Welcome to Giza Month! This month, I’m going to fill you in on the creation of one of the Seven Wonders of the World: the Pyramids at Giza, and their surrounding, but lesser known, treasures. Finally, we’ll end the month with a discussion of the ongoing and heated debate surrounding the construction of the pyramids.
It’s evident that Giza Month should begin with the largest and most iconic pyramid in the history of Ancient Egypt: The Great Pyramid constructed during the reign of Pharaoh Khufu (known in some ancient documents by the Greek version of his name, Cheops). Built over an estimated 20-30 year period, Khufu’s pyramid stands around 480 feet tall, with a base length of more than 750 feet per side. Almost more impressive than the pyramid’s imposing dimensions is the fact that the difference in length among the four sides is a mere 4.4 cm, an incredible engineering accomplishment for an ancient society.
The Great Pyramid of Giza incorporates around 2.3 million stone blocks weighing an average of 2.5 to 15 tons each. The stones you see in the image above are the inner, locally quarried core stones. During the original construction, angled outer casing stone made of white Tura limestone was installed on top of these less ornamental blocks to give the pyramid a smooth surface while being bright and reflective. Finally, the pyramid would have possessed a capstone, known as a pyramidion, that may have been gilt, and would have certainly been visible for miles around. Both the pyramidion and casing stones were removed and repurposed long ago in order to construct other monuments.
To enter the pyramid, the visitor has to crawl up an extremely cramped ascending chamber that opens suddenly into the Grand Gallery. From this 26-foot tall corbelled passageway, the visitor can decide to descend to the Queens Chamber or the unfinished subterranean chamber below, or to ascend to the King’s chamber, which is constructed entirely from red granite brought from the southern quarries at Aswan.
Above the King’s Chamber are five stress-relieving chambers of granite blocks that create a roof that helps distribute the weight of the pyramid itself. The king’s sarcophagus was found sitting at the exact central axis of the pyramid in a burial chamber. The chamber was sealed with a collection of large granite blocks and the entrance of the main shaft filled with limestone to obscure the opening to the human eye.

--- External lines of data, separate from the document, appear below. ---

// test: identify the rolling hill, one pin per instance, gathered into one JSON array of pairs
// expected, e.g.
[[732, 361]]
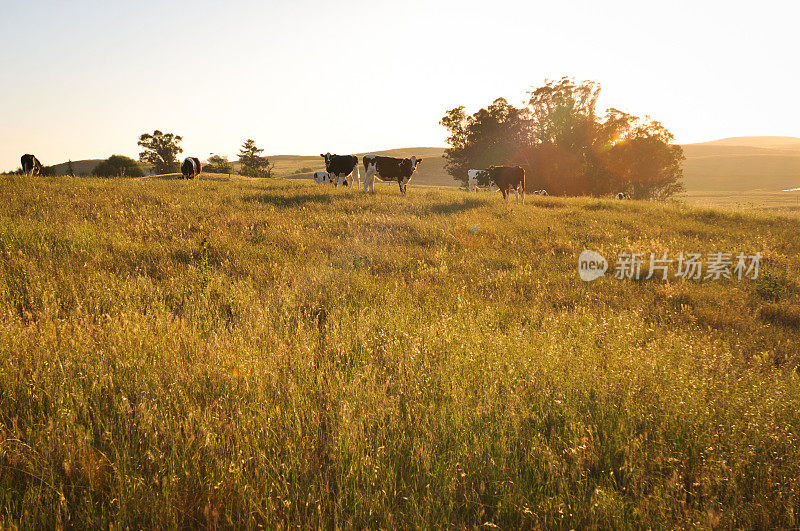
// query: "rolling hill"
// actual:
[[768, 163]]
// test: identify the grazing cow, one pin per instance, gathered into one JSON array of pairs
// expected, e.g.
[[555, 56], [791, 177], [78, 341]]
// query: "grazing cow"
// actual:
[[343, 169], [476, 179], [322, 177], [191, 167], [508, 178], [30, 165], [389, 169]]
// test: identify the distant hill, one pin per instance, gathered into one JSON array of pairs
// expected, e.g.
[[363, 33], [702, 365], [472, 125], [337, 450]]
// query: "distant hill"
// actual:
[[743, 163], [768, 163], [81, 167]]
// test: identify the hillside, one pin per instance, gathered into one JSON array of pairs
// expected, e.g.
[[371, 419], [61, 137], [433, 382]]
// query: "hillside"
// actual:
[[743, 163], [250, 353], [767, 163]]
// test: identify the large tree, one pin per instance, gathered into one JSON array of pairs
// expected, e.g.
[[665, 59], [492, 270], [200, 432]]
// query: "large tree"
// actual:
[[566, 146], [161, 151], [253, 164], [218, 164]]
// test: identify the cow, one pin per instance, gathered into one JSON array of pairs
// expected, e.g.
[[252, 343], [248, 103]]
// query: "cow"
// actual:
[[343, 169], [508, 178], [388, 169], [30, 165], [477, 179], [322, 177], [191, 167]]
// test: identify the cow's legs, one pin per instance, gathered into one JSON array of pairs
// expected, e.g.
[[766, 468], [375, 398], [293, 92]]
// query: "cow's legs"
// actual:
[[369, 181]]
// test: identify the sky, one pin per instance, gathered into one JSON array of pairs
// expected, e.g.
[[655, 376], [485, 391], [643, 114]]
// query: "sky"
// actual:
[[83, 79]]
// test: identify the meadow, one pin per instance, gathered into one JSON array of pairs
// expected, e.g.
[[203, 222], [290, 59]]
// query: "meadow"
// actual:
[[241, 353]]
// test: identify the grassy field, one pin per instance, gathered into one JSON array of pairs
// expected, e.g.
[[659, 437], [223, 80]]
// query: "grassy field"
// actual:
[[271, 353], [735, 165], [782, 203]]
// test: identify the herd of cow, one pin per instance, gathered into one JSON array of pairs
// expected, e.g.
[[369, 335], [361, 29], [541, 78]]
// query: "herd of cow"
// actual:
[[343, 170]]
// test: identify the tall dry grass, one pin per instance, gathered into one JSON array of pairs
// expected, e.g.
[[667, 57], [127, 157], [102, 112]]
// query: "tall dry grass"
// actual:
[[212, 353]]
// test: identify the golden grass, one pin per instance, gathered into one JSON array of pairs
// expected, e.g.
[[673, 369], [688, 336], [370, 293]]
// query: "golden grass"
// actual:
[[244, 353]]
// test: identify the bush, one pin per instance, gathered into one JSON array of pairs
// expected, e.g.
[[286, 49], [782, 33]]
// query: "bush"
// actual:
[[118, 166]]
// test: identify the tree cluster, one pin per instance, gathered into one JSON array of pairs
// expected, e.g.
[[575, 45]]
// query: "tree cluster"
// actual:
[[565, 145], [160, 150], [253, 164]]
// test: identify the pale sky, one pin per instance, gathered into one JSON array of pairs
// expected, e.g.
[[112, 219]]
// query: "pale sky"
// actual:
[[83, 79]]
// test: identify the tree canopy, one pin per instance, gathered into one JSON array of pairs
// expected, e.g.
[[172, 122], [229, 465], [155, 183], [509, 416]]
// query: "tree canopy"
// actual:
[[253, 164], [161, 151], [565, 145], [118, 166]]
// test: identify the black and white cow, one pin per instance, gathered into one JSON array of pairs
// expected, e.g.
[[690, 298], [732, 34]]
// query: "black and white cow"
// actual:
[[30, 165], [322, 177], [342, 169], [191, 167], [388, 169], [508, 178]]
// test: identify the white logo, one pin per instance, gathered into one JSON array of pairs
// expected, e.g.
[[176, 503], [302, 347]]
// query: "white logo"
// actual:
[[591, 265]]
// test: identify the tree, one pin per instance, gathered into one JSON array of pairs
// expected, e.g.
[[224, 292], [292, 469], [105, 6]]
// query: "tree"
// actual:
[[118, 166], [160, 151], [253, 164], [218, 164], [566, 146], [488, 136]]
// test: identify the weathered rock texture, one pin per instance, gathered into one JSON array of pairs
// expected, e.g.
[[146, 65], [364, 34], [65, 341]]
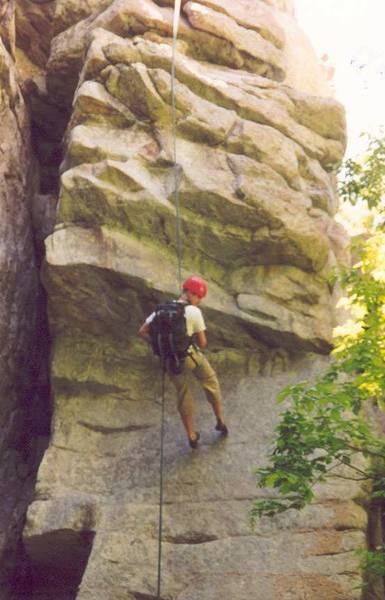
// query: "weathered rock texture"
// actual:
[[257, 147], [18, 313]]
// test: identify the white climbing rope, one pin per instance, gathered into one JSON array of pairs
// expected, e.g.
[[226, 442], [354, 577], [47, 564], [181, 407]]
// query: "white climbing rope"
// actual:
[[176, 170]]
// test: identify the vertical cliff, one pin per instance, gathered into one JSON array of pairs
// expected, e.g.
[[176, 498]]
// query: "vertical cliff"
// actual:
[[258, 143], [18, 298]]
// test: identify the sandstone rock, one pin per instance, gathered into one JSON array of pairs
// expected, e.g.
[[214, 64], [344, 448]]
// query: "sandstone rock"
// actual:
[[7, 25], [208, 495], [70, 12], [255, 162], [34, 28], [284, 5], [18, 314]]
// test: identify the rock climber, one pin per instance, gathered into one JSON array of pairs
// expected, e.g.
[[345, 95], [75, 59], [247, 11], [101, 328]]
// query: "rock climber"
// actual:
[[194, 289]]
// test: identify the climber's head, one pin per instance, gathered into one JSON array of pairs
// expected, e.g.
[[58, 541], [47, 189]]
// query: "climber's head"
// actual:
[[195, 289]]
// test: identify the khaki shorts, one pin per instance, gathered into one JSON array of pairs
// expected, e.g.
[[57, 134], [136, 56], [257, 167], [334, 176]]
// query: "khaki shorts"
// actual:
[[199, 366]]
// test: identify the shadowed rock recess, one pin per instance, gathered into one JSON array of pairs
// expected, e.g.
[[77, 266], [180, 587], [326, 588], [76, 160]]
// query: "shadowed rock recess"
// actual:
[[258, 141]]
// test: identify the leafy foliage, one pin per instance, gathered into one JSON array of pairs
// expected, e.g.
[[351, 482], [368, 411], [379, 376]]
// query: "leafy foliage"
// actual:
[[324, 429]]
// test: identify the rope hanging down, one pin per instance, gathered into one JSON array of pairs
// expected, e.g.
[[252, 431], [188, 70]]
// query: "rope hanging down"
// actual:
[[176, 167], [176, 170]]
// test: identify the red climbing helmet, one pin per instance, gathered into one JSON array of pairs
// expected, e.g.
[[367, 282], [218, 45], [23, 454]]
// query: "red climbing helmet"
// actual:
[[196, 285]]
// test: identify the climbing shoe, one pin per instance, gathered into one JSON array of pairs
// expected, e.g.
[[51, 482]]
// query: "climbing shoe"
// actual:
[[222, 428], [194, 441]]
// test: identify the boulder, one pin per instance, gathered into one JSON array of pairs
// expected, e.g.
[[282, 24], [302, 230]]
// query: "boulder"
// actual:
[[251, 173], [19, 357]]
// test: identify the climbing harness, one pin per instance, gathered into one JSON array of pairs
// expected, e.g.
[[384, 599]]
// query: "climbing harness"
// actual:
[[176, 170]]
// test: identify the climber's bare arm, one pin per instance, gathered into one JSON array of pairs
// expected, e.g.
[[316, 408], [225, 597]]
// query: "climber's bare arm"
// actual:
[[201, 339], [144, 332]]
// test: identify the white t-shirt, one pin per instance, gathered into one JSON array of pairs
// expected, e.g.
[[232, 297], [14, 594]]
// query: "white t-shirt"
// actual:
[[194, 319]]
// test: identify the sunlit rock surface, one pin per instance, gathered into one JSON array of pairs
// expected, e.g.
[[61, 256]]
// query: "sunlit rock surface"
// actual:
[[258, 144], [18, 297]]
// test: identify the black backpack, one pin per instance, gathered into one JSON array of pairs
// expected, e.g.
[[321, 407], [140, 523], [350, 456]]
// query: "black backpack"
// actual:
[[168, 333]]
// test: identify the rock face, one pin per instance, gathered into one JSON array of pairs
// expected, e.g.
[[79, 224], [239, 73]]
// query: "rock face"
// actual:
[[18, 312], [257, 145]]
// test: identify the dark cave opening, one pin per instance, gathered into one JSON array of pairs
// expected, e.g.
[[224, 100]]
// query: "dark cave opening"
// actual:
[[53, 565]]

The pyramid was not Khufu’s only successful construction project: The Great Pyramid was the centerpiece of an entire complex, which includes several smaller pyramids, a mortuary temple, a causeway, a valley temple, many small tombs for officials and some members of the royal family, and more than five large boat pits.
These boat pits, which have a history of accompanying pharaonic mortuary structures (discovered at the Dynasty 1 pharaonic cemetery at Abydos), were intended to store the boats the pharaoh would need to transport himself across the sky in the afterlife. Although five of these pits contained only boat-shaped models, two pits on the south side of the Great Pyramid contained completed disassembled boats and all the supplies necessary to build them. Using only ancient instructions and materials (or materials created through use of ancient instructions), one of these boats was removed and reconstructed, now standing in a special museum on the south side of the pyramid. The reconstructed cedar boat is 142 feet in length and contains 1,224 individual pieces! Investigation of the burial site, seems to indicate that these boats were most likely used for the funerary procession of the pharaoh to his resting places, and were then dismantled and buried.
Khufu’s Great Pyramid and the accompanying treasures not only helped to insure the safe passage of the king into the afterlife, but have contributed to humankind’s continuing fascination with Ancient Egypt. People from all over the world continue to flock to Giza to see these monuments. Even in an age dominated by technology and somewhat jaded human sensibilities, the pyramids represent something grand and immovable, they exert a mysterious power, drawing our attention and stirring our imagination.
“Man fears time, but Time fears the pyramids.”
Mark Lehner, The Complete Pyramids (Thames and Hudson, 2008).
David O’Connor, Abydos: Egypt’s First Pharaohs and the Cult of Osiris (Thames and Hudson, 2011).